We should not forget that patriots within Conti, the Wagner Group and NoName057 themselves were soldiers who may have fought in Crimea in 2014 and also in the current conflict. There mindset is to fight against the West and it doesn’t make it easier when they operate as Russian’s paramilitary ecosystem.
Technical Addendum
The following current ports can be hunted specifically on Mirai:
Ports 59666 55650 55555 38241 36063 34241 24529 21425 14356 9999 9931 9701 7774 6666 6281 4426 3912 3778 1663 1420 1312 1234 1290 1024 9999 961 888 747 667 666 562 9090 45 13
The following graph show the first wave and attack with Mirai on the Danish infrastructure:
The 2nd wave you can find here
Dropper Files Graph
Latest IOC 11.01.2024
IOCs Forescout:
URL
http://145.239.54[.]169/mipskiller hxxp://91.235.234[.]81/proxy2 hxxp://45.128.232[.]143/bins/paraiso.mips hxxp://45.128.232[.]143/bins/paraiso.arm5 hxxp://45.128.232[.]143/bins/paraiso.arm6 hxxp://45.128.232[.]143/bins/paraiso.mpsl hxxp://45.128.232[.]143/bins/paraiso.x86 hxxp://45.128.232[.]143/.router/twitter
IPs
45.128.232[.]143 ; 109.207.200[.]43; 27.19.56[.]44; 77.64.229[.]43 123.26.149[.]179 ; 179.43.145[.]90 ; 193.32.162[.]159 ;109.207.200[.]42 109.207.200[.]43 ;109.207.200[.]44 ; 109.207.200[.]47 ; 185.180.199[.]41 64.112.74[.]166 ; 45.128.232[.]108 ; 193.34.212[.]225 : 84.54.51[.]106
MD5
ddf33ab2a548d8cd5eac19b7ead99f94
3c7d50169783e17c6951388c409f0ee2
d7d965dce3b520475a53918495d041ca
5b41cfbeba46bce34b90a3f3e1d7e9a1
405f380654dc6eb1d9816f89ad702c19
c89b1d07cdbe80d9c6d885b5243de139
Conclusion
My hypothesis is that NoName057 is behind the attacks on the Danish energy sector and that they may have affiliates of other criminal groups. This could be the case due to semantics and motives for critical infrastructure attacks as a response to the military, kinetic support of the affected countries in the Ukraine conflict.

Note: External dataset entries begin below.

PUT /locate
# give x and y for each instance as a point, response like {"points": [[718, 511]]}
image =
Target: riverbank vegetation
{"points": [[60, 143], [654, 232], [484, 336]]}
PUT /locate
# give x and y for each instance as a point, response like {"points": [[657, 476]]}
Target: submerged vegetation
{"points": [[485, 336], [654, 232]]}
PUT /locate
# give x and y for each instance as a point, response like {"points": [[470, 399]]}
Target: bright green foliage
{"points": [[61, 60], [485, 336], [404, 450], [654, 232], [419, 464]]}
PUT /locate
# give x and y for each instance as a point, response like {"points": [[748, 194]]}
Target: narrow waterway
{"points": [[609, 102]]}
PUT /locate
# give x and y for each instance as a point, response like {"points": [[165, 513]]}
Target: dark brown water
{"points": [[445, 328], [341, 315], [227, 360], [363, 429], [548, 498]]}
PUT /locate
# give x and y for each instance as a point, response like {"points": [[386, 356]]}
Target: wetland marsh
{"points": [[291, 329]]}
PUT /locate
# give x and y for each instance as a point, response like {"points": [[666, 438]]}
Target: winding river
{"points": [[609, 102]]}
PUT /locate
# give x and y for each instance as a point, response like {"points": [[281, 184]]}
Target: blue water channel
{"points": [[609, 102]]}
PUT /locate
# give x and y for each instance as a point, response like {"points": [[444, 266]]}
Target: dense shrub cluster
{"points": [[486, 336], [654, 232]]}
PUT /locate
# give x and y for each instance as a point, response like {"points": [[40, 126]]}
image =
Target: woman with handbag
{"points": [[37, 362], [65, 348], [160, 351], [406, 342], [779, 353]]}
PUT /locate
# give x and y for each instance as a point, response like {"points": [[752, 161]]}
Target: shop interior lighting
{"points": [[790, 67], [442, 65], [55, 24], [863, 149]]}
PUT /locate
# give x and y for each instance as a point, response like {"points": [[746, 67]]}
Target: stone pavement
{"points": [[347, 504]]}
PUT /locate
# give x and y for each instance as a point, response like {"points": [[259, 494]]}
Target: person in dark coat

In doing so, the hacktivists also try to proceed profitably in order to finance further actions themselves. It is not expected that the Russian state will prosecute or punish them, and that the group has direct contacts with Russian intelligence is approved.
It may well be that parts of the Russian criminal groups are also in Germany located and may have gone into hiding here with the help of criminals from the underground, but it just an assumption and not necessarily a fact. Just like good thriller, you never know!